Research on Lipidomic Profiling and Biomarker Identification for Osteonecrosis of the Femoral Head

Affiliations

Research on Lipidomic Profiling and Biomarker Identification for Osteonecrosis of the Femoral Head

Yuzhu Yan et al. Biomedicines. .

Abstract

Objectives: Abnormal lipid metabolism is increasingly recognized as a contributing factor to the development of osteonecrosis of the femoral head (ONFH). This study aimed to explore the lipidomic profiles of ONFH patients, focusing on distinguishing between traumatic ONFH (TONFH) and non-traumatic ONFH (NONFH) subtypes and identifying potential biomarkers for diagnosis and understanding pathogenesis. Methods: Plasma samples were collected from 92 ONFH patients (divided into TONFH and NONFH subtypes) and 33 healthy normal control (NC) participants. Lipidomic profiling was performed using ultra-high performance liquid chromatography-tandem mass spectrometry (UHPLC-MS/MS). Data analysis incorporated a machine learning-based feature selection method, least absolute shrinkage and selection operator (LASSO) regression, to identify significant lipid biomarkers. Results: Distinct lipidomic signatures were observed in both TONFH and NONFH groups compared to the NC group.
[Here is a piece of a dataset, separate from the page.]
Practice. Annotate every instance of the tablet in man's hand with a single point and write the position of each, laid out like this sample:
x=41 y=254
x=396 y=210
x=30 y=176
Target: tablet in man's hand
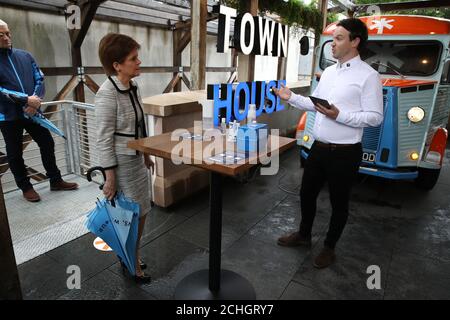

LASSO regression identified 11 common lipid biomarkers that signify shared metabolic disruptions in both ONFH subtypes, several of which exhibited strong diagnostic performance with areas under the curve (AUCs) > 0.7. Additionally, subtype-specific lipid markers unique to TONFH and NONFH were identified, providing insights into the differential pathophysiological mechanisms underlying these subtypes. Conclusions: This study highlights the importance of lipidomic profiling in understanding ONFH-associated metabolic disorders and demonstrates the utility of machine learning approaches, such as LASSO regression, in high-dimensional data analysis. These findings not only improve disease characterization but also facilitate the discovery of diagnostic and mechanistic biomarkers, paving the way for more personalized therapeutic strategies in ONFH.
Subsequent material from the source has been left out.